Reporting a Vulnerability

If you discover a security vulnerability in ctx, please report it responsibly.

Do NOT open a public issue for security vulnerabilities.

Instead, please use one of these methods:

Email

Send details to security@ctx.ist

GitHub Private Reporting

  1. Go to the Security tab of this repository
  2. Click "Report a vulnerability"
  3. Provide a detailed description of the issue

What to Include

  • Description of the vulnerability
  • Steps to reproduce
  • Potential impact
  • Suggested fix (if any)

Response Timeline

  • Acknowledgment: Within 48 hours
  • Initial assessment: Within 7 days
  • Resolution target: Within 30 days (depending on severity)

Trust Model

ctx operates within a single trust boundary: the local filesystem.

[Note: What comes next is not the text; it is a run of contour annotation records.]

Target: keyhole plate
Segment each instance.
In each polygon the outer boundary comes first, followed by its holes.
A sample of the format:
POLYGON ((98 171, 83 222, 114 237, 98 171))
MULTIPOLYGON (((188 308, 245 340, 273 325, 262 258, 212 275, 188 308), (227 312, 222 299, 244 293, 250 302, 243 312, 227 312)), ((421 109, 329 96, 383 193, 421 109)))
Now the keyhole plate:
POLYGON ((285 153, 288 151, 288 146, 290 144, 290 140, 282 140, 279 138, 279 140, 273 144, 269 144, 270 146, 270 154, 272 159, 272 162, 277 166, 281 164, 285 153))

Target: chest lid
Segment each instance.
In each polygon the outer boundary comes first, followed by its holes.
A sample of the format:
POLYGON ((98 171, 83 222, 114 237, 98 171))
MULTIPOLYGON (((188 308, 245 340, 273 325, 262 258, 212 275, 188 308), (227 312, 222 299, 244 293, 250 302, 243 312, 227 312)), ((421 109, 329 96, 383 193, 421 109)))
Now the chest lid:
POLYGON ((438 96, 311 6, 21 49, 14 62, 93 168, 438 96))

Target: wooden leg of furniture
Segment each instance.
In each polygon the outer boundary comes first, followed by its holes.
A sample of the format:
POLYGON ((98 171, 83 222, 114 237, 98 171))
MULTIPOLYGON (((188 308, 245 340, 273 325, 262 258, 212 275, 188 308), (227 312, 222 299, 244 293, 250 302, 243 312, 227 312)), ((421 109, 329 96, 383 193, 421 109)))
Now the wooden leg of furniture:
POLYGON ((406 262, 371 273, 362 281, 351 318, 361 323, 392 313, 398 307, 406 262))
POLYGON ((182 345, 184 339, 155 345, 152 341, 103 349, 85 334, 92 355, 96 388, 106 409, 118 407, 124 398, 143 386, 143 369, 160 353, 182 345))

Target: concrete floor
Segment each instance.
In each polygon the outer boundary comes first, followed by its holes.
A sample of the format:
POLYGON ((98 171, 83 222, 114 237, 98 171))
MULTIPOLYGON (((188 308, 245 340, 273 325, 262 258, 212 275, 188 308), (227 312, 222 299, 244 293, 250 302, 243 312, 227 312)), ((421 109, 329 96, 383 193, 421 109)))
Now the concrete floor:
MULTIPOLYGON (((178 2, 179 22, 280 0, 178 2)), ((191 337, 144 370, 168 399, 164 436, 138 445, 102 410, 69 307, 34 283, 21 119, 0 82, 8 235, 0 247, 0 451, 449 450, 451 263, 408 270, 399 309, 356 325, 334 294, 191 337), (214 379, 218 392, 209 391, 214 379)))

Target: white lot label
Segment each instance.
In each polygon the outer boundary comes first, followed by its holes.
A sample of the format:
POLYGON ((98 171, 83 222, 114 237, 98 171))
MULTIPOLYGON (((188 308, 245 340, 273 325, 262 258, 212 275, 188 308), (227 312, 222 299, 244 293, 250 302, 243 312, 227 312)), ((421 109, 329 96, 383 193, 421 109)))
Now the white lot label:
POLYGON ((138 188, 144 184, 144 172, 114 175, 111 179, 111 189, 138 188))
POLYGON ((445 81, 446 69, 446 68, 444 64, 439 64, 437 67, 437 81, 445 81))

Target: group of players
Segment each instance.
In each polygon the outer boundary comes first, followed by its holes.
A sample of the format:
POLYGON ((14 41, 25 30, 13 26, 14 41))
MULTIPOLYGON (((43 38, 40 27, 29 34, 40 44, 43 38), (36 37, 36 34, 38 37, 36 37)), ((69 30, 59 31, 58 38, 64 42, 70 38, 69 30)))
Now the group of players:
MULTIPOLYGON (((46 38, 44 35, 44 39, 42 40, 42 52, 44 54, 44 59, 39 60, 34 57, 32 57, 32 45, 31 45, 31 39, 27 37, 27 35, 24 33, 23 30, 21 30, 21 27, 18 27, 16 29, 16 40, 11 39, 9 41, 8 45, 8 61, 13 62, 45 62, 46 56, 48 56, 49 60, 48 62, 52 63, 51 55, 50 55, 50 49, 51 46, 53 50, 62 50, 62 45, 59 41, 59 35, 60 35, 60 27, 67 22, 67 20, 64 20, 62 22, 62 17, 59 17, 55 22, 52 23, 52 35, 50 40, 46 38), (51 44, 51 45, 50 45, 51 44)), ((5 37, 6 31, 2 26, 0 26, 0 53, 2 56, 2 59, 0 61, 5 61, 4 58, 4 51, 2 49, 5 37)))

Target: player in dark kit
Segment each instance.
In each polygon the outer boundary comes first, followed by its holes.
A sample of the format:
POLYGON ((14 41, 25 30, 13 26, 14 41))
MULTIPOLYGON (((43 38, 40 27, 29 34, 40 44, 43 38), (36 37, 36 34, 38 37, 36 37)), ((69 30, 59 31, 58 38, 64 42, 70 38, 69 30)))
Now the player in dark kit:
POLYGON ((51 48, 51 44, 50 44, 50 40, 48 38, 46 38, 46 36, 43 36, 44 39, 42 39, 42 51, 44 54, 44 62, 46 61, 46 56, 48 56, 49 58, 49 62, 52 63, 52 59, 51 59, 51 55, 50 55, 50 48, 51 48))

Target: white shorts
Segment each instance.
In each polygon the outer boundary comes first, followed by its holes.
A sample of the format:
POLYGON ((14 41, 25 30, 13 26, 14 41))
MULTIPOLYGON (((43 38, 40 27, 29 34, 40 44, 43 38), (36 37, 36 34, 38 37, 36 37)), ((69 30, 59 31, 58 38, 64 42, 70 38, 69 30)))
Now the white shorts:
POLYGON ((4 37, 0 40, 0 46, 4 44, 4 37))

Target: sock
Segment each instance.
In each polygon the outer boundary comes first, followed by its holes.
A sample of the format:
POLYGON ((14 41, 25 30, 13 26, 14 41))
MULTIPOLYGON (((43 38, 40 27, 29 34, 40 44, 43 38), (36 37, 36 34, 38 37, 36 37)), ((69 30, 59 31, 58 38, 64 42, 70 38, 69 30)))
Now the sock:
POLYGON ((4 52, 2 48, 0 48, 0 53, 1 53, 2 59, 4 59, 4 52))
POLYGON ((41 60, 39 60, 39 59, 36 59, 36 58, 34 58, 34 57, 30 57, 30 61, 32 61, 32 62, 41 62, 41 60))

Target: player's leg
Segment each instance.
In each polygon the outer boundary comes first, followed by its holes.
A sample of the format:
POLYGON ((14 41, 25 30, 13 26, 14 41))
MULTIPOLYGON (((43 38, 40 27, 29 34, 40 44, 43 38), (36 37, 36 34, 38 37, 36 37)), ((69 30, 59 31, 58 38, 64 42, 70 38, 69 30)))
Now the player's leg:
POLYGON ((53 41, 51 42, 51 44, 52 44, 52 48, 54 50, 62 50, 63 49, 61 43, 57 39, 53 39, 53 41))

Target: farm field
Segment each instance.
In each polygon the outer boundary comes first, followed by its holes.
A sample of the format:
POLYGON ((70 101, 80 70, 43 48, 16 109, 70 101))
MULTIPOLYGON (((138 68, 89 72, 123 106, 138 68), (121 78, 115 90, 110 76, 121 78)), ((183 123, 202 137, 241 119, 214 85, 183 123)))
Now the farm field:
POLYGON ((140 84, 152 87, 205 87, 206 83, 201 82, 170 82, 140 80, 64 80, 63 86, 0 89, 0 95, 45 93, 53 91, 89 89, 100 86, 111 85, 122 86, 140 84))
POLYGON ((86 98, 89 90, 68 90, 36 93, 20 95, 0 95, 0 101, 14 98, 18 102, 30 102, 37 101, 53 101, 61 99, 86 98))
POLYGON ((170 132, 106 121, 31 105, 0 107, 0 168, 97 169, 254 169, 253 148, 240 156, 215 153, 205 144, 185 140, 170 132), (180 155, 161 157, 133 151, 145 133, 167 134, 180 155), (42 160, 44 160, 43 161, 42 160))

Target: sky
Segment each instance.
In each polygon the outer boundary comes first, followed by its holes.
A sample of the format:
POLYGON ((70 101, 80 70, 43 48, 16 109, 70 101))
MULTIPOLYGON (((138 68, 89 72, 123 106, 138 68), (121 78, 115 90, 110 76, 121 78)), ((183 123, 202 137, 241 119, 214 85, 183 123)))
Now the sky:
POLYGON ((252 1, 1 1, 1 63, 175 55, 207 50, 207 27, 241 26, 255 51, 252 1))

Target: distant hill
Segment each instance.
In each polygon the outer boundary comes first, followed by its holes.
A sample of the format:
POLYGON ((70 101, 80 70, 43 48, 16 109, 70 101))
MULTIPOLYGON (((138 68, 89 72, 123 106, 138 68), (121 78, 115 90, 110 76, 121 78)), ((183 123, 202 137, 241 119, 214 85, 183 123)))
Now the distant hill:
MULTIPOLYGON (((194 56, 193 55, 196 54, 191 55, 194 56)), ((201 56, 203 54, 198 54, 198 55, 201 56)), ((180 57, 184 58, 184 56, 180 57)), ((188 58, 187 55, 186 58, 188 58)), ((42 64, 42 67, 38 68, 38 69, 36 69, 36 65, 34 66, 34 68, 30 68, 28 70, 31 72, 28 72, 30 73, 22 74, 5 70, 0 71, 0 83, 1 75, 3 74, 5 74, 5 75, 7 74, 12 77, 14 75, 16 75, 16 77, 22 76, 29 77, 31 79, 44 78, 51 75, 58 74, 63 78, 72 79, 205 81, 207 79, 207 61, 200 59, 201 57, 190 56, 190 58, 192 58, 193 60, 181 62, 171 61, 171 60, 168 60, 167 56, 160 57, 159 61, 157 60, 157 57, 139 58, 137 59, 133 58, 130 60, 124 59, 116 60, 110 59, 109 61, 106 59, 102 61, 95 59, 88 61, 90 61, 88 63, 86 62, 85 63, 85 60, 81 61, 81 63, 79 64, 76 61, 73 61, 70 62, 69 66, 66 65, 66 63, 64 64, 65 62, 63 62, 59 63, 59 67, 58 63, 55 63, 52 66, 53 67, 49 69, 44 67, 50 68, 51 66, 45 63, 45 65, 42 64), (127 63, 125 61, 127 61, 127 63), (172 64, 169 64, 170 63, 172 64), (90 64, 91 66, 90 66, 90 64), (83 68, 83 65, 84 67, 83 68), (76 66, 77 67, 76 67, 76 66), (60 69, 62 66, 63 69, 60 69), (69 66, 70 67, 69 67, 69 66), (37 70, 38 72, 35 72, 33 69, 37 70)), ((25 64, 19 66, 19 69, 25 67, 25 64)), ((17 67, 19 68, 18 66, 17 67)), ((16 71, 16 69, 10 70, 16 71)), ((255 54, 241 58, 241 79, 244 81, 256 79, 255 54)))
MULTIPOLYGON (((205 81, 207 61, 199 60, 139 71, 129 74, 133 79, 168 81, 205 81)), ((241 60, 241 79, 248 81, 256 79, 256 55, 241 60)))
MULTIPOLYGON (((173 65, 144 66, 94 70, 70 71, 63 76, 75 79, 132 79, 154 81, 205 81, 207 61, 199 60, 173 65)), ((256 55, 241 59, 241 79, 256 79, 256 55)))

The person who authors .context/ files is the same person who runs the agent that reads them. There is no remote input, no shared state, and no server component.

This means:

  • ctx does not sanitize context files for prompt injection. This is a deliberate design choice, not an oversight. The files are authored by the developer who owns the machine: Sanitizing their own instructions back to them would be counterproductive.
  • If you place adversarial instructions in your own .context/ files, your agent will follow them. This is expected behavior. You control the context; the agent trusts it.
  • Shared repositories should review .context/ files in code review, the same way you would review any committed configuration. A malicious contributor could add harmful instructions to CONSTITUTION.md or TASKS.md: Treat these files with the same scrutiny as CI/CD config or Makefiles.

Security Considerations

ctx is designed with security in mind:

  • No secrets in context: The constitution explicitly forbids storing secrets, tokens, API keys, or credentials in .context/ files
  • Local only: ctx runs entirely locally with no external network calls
  • No code execution: ctx reads and writes Markdown files only; it does not execute arbitrary code
  • Git-tracked: All context files are meant to be committed, so they should never contain sensitive data

Best Practices

  1. Review before committing: Always review .context/ files before committing
  2. Use .gitignore: If you must store sensitive notes locally, add them to .gitignore
  3. Drift detection: Run ctx drift to check for potential secrets in your project

Attribution

We appreciate responsible disclosure and will acknowledge security researchers who report valid vulnerabilities (unless they prefer to remain anonymous).